Clearly future work needs to examine more complex regression functions, such as those suggested in [17]; these more ‘complex’ mappings should produce more complex trees that may change the nature of pruning. Although the work reported in this paper is restricted to regression problems, extension to classification and indeed time series is straightforward, and will be addressed in forthcoming research.

Finally, and in terms of future work on simplification, consider the expression comprising two binary nodes: \(z = (x+y) - y\), which, of course, algebraically simplifies trivially to \(z = x\). This expression cannot, in general, be simplified by setting any of the variables to a constant. (The reader is invited to draw this expression as a tree and consider the two outcomes—pruned and unpruned—if the subtree rooted at the ‘−’ node is replaced by the average over, say, two data records \((x_1, y_1)\) and \((x_2, y_2)\).) Reductions of subtrees such as this are likely to remain a challenging task, especially if xy are not terminal quantities but are themselves computed by (possibly large) subtrees and where y is computed by two subtrees of markedly different morphologies. Even constructing simplification rules for this case remains challenging; to account for the ‘canceling’ factor—here y—lying lower and lower in the left hand subtree requires an exponentially increasing number of rules. There thus seems a large amount of work remaining to simplify GP trees to their truly minimal form.

6 Conclusions

In this paper, we have presented a novel approach based on statistical permutation tests for pruning redundant subtrees from genetic programming (GP) trees. This has the advantage of being simple to implement while not requiring the setting of arbitrary, user-defined thresholds.

We have observed that over a range of ten regression problems, median tree sizes are reduced by around 20%, largely independent of regression function and the hard node count limit used to restrict tree bloat. Although some large subtrees (over a hundred nodes) are removed, the median pruned subtree comprises three nodes and overwhelmingly takes the form of an exact algebraic simplification.

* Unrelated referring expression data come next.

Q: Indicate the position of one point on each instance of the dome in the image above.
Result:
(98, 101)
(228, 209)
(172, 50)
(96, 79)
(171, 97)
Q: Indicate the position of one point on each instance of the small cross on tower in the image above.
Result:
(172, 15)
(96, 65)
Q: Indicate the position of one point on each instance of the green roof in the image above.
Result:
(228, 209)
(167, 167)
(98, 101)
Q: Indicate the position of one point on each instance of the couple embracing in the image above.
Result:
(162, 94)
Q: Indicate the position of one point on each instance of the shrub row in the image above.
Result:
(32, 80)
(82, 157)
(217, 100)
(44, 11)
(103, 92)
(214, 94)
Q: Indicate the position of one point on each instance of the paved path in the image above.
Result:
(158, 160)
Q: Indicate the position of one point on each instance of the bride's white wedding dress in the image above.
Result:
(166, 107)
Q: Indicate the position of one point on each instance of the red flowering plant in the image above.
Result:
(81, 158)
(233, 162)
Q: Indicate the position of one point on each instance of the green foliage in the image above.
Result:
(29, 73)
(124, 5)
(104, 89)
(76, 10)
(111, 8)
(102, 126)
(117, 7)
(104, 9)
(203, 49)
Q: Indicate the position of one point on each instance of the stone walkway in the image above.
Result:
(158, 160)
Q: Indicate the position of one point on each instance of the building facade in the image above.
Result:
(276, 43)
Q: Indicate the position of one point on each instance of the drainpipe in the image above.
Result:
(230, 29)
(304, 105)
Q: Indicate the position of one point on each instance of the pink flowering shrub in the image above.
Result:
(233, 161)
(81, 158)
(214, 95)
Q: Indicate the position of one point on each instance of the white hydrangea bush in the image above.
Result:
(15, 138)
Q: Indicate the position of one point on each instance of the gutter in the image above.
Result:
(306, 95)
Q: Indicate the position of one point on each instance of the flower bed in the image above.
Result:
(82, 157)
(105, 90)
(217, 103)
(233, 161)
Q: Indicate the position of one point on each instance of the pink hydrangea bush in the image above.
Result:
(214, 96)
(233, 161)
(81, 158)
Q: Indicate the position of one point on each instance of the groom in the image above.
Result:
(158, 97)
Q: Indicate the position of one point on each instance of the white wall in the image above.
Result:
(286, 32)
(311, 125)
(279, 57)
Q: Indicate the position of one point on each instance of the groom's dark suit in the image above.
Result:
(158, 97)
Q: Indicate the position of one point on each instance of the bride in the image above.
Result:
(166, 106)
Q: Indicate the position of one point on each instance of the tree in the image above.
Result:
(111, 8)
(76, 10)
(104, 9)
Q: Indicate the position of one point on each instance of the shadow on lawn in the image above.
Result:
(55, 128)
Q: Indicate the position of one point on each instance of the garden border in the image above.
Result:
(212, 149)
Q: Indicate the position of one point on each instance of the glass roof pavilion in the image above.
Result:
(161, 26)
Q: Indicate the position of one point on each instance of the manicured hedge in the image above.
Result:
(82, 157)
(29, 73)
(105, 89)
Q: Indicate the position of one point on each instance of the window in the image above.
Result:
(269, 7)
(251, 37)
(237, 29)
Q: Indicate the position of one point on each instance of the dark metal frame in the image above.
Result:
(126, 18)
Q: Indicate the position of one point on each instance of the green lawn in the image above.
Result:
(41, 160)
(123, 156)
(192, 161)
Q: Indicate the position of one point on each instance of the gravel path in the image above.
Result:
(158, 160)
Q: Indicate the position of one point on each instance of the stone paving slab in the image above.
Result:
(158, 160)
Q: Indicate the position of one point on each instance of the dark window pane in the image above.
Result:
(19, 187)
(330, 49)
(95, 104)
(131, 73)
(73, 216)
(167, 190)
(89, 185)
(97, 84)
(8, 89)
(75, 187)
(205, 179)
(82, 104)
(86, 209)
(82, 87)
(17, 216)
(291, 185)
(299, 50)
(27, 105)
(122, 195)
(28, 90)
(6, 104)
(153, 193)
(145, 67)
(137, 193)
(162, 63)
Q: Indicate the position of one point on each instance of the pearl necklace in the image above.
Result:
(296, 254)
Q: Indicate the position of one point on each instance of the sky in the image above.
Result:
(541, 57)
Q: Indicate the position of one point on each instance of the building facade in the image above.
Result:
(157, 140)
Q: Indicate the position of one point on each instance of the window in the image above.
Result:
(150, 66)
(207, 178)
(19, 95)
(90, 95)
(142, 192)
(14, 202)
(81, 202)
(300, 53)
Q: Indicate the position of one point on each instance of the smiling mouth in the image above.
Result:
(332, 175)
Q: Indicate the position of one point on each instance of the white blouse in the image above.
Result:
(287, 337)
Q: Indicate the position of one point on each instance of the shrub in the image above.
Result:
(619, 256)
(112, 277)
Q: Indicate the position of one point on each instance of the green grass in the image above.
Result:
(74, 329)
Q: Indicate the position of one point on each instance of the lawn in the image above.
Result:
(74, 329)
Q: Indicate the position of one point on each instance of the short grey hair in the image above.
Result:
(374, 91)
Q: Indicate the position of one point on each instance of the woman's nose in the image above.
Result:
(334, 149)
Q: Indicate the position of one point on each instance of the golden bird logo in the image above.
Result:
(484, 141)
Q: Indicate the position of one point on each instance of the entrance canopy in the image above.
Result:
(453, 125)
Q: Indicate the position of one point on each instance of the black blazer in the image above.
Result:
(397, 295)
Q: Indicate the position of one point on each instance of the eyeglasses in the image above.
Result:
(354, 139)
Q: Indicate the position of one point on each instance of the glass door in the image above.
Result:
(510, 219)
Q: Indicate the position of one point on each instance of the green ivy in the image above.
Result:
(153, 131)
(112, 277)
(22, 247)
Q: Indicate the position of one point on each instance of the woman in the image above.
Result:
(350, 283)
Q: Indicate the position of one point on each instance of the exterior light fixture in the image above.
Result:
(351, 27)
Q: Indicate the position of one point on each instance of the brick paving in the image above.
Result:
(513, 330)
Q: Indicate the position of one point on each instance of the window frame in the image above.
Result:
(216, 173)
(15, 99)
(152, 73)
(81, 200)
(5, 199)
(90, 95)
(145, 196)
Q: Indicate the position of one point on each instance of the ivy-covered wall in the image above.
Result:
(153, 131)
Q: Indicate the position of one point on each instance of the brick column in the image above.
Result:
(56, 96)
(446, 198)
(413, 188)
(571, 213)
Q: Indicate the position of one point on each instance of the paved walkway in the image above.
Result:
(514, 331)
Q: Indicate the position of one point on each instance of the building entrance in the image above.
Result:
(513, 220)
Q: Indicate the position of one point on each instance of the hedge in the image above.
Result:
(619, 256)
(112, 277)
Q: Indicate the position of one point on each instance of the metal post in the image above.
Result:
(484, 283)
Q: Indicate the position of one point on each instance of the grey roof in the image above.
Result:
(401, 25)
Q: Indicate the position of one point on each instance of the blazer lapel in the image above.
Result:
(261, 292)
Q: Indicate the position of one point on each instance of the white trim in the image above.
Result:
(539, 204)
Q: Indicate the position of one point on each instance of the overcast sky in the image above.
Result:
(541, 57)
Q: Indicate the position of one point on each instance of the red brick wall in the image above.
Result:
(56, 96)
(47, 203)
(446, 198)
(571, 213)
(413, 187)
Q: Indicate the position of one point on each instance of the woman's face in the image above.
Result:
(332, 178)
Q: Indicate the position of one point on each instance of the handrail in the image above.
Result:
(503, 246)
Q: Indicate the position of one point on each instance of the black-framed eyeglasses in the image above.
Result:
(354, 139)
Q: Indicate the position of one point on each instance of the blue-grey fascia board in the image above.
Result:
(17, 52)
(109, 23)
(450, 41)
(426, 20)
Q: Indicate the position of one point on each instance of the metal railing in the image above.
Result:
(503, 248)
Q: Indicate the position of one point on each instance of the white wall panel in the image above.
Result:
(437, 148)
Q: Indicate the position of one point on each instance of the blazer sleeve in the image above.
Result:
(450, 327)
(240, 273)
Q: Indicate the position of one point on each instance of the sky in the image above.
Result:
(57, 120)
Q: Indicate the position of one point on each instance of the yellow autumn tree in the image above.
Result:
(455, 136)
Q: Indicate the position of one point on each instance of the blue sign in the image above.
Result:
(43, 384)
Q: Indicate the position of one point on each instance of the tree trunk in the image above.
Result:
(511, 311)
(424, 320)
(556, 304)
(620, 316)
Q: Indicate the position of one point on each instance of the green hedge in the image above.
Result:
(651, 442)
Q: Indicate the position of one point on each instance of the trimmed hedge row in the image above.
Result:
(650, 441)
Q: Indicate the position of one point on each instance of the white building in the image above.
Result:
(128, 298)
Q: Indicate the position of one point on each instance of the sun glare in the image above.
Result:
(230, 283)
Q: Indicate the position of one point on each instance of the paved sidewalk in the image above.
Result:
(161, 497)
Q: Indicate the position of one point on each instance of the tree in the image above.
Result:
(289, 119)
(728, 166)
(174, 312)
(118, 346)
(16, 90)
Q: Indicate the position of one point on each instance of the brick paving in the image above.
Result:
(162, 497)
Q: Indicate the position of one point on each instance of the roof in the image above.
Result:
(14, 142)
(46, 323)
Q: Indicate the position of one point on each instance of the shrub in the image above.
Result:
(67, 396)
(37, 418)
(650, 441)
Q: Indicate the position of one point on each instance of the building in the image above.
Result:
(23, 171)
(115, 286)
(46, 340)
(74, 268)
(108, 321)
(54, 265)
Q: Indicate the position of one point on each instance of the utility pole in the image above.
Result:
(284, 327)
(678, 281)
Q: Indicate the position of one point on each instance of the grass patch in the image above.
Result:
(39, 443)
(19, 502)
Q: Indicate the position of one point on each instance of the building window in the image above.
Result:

That is, either a binary operation on two constants, a subtraction operation on two variable nodes, a multiplication of a variable by unity, or two consecutive unary minus operators and a terminal node.

The basis of our statistically-based pruning technique is that a given subtree can be replaced with a constant if this substitution results in no statistical change to the behavior of the parent tree. This has allowed us to examine approximate redundancies where replacing a subtree with a constant produces some change, but that that change is not statistically significant. In the eventuality, we infer that \(\gtrsim \,\)95% of the pruned subtrees are the result of algebraic simplifications since this fraction of hypothesis tests yielded precisely zero p values. These observations suggest the scope for reducing the complexity of GP trees is overwhelmingly limited to algebraic simplification and that instances of removing approximate equivalences are comparatively rare.

The further implication of the rarity of approximate simplification prunings is that most pruning events do not change the generalization error of the parent tree. The small number of approximate prunings that do occur, however, can have effects—both positive and negative—on generalization.